In the mean time I have started my Betaseron. Jumped through hoops for that. I am so fed up with my neuro, my GP is finally helping me move on there.
Sorry, I'm a little confused. Are you taking betaseron because you have been diagnosed with a condition ? What is that condition? Usually it is for MS but I'm not sure you are saying you have that diagnosis. Is that right? Who wrote the prescription and what did he say he was treating?
What would the infusions be ? 2 hours a day for 3 days isn't really that much out of a hospital schedule so I'm a bit lost following what the hospitals logic is for saying they don't want to do that.
You've posted in the undiagnosed section. Is that the right category?
About all the two opthamologists could agree upon was physically the eye looks fine,
If you had Optic Neuritis(ON) your Ophthalmologists would have been able to determine your vision problem as Optic Neuritis.
Your GP would not be able to diagnose ON and in the majority of cases a Neurologist will refer their patients to an Ophthalmologist or Neuro-Ophthalmologist to determine if a patient has ON. A MRI can also be used to detect ON.
The treatment for ON is 3 to 5 days of IV steroids which can be done within your home. If your Ophthalmologists determined you had ON they could have ordered the in home IV steroids. This is also true in the case of your Neurologist. It's uncommon to have high dose steroids in the hospital unless the person is unable to move.In the mean time it has turned into one big cluster and the hospital does not want to do the infusions especially because I would be there 2 hours a day for 3 days.

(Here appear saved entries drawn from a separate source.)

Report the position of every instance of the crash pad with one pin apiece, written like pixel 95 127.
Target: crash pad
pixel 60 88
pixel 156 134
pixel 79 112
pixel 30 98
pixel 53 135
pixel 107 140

Your story isn't making sense to me.
I've had IV methylprednisolone for ON at an outpatient infusion center. This was the type of facility that's also used for chemo treatments.Snoopy wrote: The treatment for ON is 3 to 5 days of IV steroids which can be done within your home. If your Ophthalmologists determined you had ON they could have ordered the in home IV steroids. This is also true in the case of your Neurologist. It's uncommon to have high dose steroids in the hospital unless the person is unable to move.
I've had IV methylprednisolone for ON at an outpatient infusion center. This was the type of facility that's also used for chemo treatments.
NHE you are correct. Infusion Centers are also used for some of the DMDs/DMTs. My Neurology Office has their own in of Infusion Center. That doesn't sound like what MnRdunck is referring to.
I think why we are confused is the way you have been treated is a little unusual. The relationship between the hospital and the neurologist is also unusual. Which practitioner are you relying on? The GP or the neurologist or another?
What happened to you when you were diagnosed in 2016? Is the same neurologist treating you now?
I was given a copy of the eye exam to take to the optic neurologist. Looking at the 4 pages of what they printed out of what my eyes can see, the right one well that was normal all light grays in the shape of my eye. The left one was all dark gray and black. The test was looking forwards at a light with tiny flashing lights that you clicked a button when you saw them. The left eye missed 78%.
And as far as the infusions the neurologist wrote that down on a prescription pad and told me to take it to the hospital. I have now left him and have a month before the new one sees me.
With the best will, I think you are probably wise to wait for the new neurologist. What's happened to you sounds confusing even when you have explained it. Even if the neurologist is right, he has left you confused and uncertain. He is relying on you to know how to deal with the hospital when that's his responsibility.
I'm from a different country so I'm not familiar with what a specialty pharmacy actually is but I can guess. I don't know the Henry Ford Hospital but it sounds like a step in the right direction. Plenty here have gone down similar paths. What ever they do, someone here will have trod the path already so they can share experiences with you.